@hereingeschneit Danke für den Input! Auch Danke an alle anderen, die sich meinen Schmarrn durchlesen und sich für einen Fremden nen Kopf machen!
Zitat von hereingeschneit: Du kannst deine Frau nicht verlieren, weil du sie gar nicht besitzt. Menschen sind nicht Eigentum des anderen. Alles was sie dir an Zuwendung schenkt ist freiwillig, weil sie es will. Daher ist alles was sie dir an Zuwendung schenkt, ein Geschenk und immer etwas Besonderes, nichts Selbstverständliches. Und wenn du sie im Gegenzug ebenso behandelst, also wertschätzend und dankend für ihre Zuwendung, dann spürt sie das und das knüpft dann das Band, warum sie auch gerne bei dir bleiben wird.
Absolut. Eigentlich gäbe es da nichts hinzuzufügen. Schön geschrieben, chapeau!

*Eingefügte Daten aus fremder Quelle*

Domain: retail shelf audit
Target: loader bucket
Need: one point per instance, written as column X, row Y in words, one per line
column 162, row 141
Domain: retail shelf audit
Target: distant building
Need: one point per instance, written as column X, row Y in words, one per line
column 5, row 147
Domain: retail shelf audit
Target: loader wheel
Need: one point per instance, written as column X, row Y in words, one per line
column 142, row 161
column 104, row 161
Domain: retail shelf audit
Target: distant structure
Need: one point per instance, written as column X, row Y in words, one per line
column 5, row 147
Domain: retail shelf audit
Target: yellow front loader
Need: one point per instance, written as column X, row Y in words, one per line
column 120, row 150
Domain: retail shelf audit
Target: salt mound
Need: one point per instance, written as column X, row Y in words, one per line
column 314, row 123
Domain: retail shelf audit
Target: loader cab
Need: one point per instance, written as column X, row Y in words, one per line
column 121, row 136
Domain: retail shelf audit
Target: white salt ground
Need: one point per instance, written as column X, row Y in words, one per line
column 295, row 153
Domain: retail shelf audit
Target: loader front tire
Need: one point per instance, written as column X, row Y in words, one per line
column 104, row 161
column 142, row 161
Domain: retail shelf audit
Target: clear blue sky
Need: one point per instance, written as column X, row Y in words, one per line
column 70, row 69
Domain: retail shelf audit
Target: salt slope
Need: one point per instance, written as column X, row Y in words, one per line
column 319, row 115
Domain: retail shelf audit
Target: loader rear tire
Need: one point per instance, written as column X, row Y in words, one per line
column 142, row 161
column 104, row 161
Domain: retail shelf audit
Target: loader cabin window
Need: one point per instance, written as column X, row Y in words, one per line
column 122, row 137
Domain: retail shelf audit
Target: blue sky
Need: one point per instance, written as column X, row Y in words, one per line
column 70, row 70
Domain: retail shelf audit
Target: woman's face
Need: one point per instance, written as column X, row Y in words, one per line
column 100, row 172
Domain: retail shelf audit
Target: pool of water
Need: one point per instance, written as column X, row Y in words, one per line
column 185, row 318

Ich habe jedoch nicht Angst Sie zu verlieren, weil sie mich verlässt, ich habe Angst den Menschen an meiner Seite zu verlieren, weil ich eventuell nicht mehr bereit bin, alle Kompromisse einzugehen, welche die Beziehung mit dieser Person mit sich bringen und das deswegen beenden muss. Wenn ich und meine Anwesenheit nicht wertgeschätzt wird bzw ich nicht mehr das spüre, was ich benötige, muss ich an mich denken.
Zitat von hereingeschneit: Ich denke, dass die Angst sie zu verlieren daher kommt, weil du sie "erziehen" möchtest, damit sie so ist, wie du dir eine passende Partnerin vorstellst. Ehrlich, egal ob du dich dann trennen möchtest oder nicht (ist ja egal, ob sie davor Angst hat oder nicht )
Darüber hatte ich mir auch schon einen Haufen Gedanken gemacht. Ich möchte sie nicht erziehen, ich möchte meine Grenzen gewahrt wissen. Wenn es grenzüberschreitendes Verhalten gibt, welche meiner Moral oder Wertevorstellung während einer Beziehung nicht entspricht, benenne ich das. Dann kann man darüber diskutieren, die Sichtweise der Partnerin oder des Partners verstehen und eine Lösung, Kompromiss oder keine Übereinkunft finden. Das macht meine Partnerin auch in Situationen, welche ihr sauer aufstoßen und ich absolut richtig finde. In manchen Situationen mache ich mir auch nicht genug Gedanken, wie etwas auf sie wirken könnte und es hilft mir, wenn wir dann darüber sprechen und ich ihre Sichtweise verstehe. Da ich Interesse an einer fairen Partnerschaft habe, bin ich gerne bereit, mein handeln zu überdenken, wenn es meine Freiheit nicht in einem Ausmaß beschneidet, welche ungesund wäre.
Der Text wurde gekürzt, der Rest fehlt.